Óscar Catacora (1987–2021) was a self-taught Peruvian filmmaker from Acora, in the Puno region of the Andes. A member of the Huaychani Aymara community, he grew up in the countryside with his grandparents, who taught him the Aymara language and shaped his deep connection to Indigenous Andean life.
He began making films as a teenager. At 19, he wrote, directed, and starred in the medium-length action-thriller El sendero del chulo (2007), which screened regionally in Puno, Juliaca, and Arequipa. After brief studies in theater and social communication at the Universidad Nacional del Altiplano, he focused on audiovisual work. In 2013, he scripted the genre film La venganza del Súper Cholo and won a 400,000-sol grant from Peru’s Ministry of Culture for his feature debut, Eternity (2017).

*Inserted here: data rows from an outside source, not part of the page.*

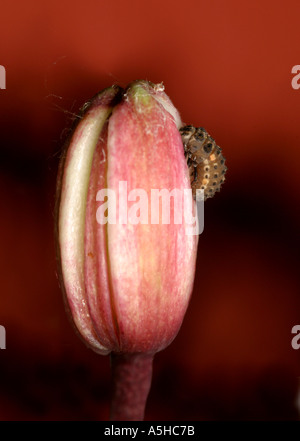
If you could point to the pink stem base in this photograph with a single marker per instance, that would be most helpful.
(131, 376)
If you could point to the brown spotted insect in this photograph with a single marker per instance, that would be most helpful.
(204, 159)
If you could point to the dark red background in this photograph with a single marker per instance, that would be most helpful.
(227, 67)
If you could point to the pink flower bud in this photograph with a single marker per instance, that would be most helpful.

This landmark film—the first Peruvian feature shot entirely in Aymara—portrays an elderly couple abandoned at 5,000 meters above sea level. It drew from Catacora’s own childhood and earned Best First Film and Best Cinematography at Guadalajara, plus Peru’s Oscar submission for Best International Feature. He also shot the documentary Pakucha (directed by his uncle Tito Catacora) and Aventura sangrienta (2017).
Catacora died at 34 from appendicitis while filming his second feature, Yana-Wara (2023), in Collao Province. His uncle Tito completed it posthumously. It became Peru’s Oscar and Goya entry, cementing Óscar’s legacy in regional Indigenous cinema.